PSA: Arthur is writing.
I don't go for doing movie reviews - outside my interest (though I love movies beyond what is decent, and read reviews incessantly) and frankly I probably don't have the chops. That said - Avatar has provoked quite a bit of white-guilt navel gazing. As well it should, by my lights.
On Avatar, the inimitable (well, if one had an ounce of morality, one could conceivably get close) Arthur Silber (edited to get to my point and, need I say, go read the whole thing... and his other work, dammit!):
Just look at the critical story elements. In his Na'vi body, the (white, straight) injured Marine falls in love with a Na'vi woman. This opens his eyes to the beauty and value of the Na'vi, and he learns to appreciate and love their world on Pandora... We learn that only five -- five! -- Na'vi men (only men, please note) had become Great Leaders, symbolized by their bonding with the Big Scary Bird in the Sky. So, of course, when the Na'vi desperately need a Great Leader to end the Time of Great Sorrow... our Noble White Man figures out how to bond with one of those Big Scary Birds. ...and whammo! He's the Great Leader they need to survive! See, none of the Na'vi men could have done that. (The Na'vi women aren't even eligible, so forget that.)...Now, I saw the movie after hearing of this (entirely correct) meme from other sources, so I was on guard for a totally spoiled experience.

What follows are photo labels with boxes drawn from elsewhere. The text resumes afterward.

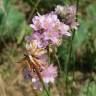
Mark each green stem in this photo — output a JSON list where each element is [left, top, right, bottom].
[[65, 0, 79, 96]]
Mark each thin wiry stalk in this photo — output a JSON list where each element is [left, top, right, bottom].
[[28, 0, 41, 23], [65, 0, 79, 96], [54, 52, 62, 76], [31, 84, 39, 96], [28, 54, 50, 96]]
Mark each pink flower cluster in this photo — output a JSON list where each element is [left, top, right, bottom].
[[27, 12, 71, 47], [24, 7, 76, 90]]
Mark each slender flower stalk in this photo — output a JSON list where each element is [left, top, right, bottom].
[[65, 0, 79, 96], [19, 2, 78, 96]]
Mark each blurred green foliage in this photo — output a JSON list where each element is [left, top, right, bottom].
[[0, 0, 96, 96]]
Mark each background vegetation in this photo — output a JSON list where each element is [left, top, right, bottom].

And none of it would have happened without the Noble White Man.
It wasn't spoiled, for two reasons. The primary one, I think, is that I'm still in touch with my inner reptilian response system. I disregard it in real-world, face-to-face with the Other situations, but I still tear up at Disney tropisms that are blatantly offensive and paternalistic, as they unfold. I am ex post facto in judgment of myself for this fact every time, but I still get all sentimental when I see these fantastical sentimental things. Such it was for Avatar.
The second reason is that my temperament causes me to focus on the salvation, redemption, education, or whatever-you-want-to-call-it of the Noble White Man protagonist. Such a bon-bon! Such a sweet! I can insert myself into the story and emerge from my dumbass cocoon as an ecologically conscious Herculean butterfly!
OK, I guess the second reason is pretty much tied up with the first.
Bottom line - Arthur is right, as he frequently (haha, pretty much infallibly) is. After all - what is the worth of the redemption of the oppressor, if it is not at least accompanied by the cessation of the oppression?
One more thing, (Arthur, again):
Finally, a word about technology and realism. The testimony of history establishes that, if a people or nation with more advanced technology is sufficiently murderous and determined, it will destroy another people or nation whose land or resources the more technologically advanced force covets. In that respect, the victory of the Na'vi may be a pleasant fantasy, but that's all it is: a fantasy. See the fate of the Native Americans, or the fate of the Philippines, or the fate of a number of nations the U.S. has placed in its targets (to say nothing of the numerous conquests by other countries and peoples throughout history).I laughed when I read this, because the first thing that occurred to my cynical ass, when the movie ended, with the bad guys being escorted off the planet, was that this thing was crying out for the obvious sequel: When the greedheads come back with nukes.
But, more importantly, I'm going to pile on with a couple of more closing criticisms.
One - the movie reinforced the idea that a few charismatic people direct the fate of the masses. That was ugly for me.
Two - does anyone else find it offensive, that the solution to this ostensibly pastoral community is the mastery of superior violence? Again, wait for the fucking sequel, if there is any honesty in this world, or in Cameron.
Oh, and Arthur - skip Dancing With Wolves. It is as facile, if not moreso, and will only make you angry.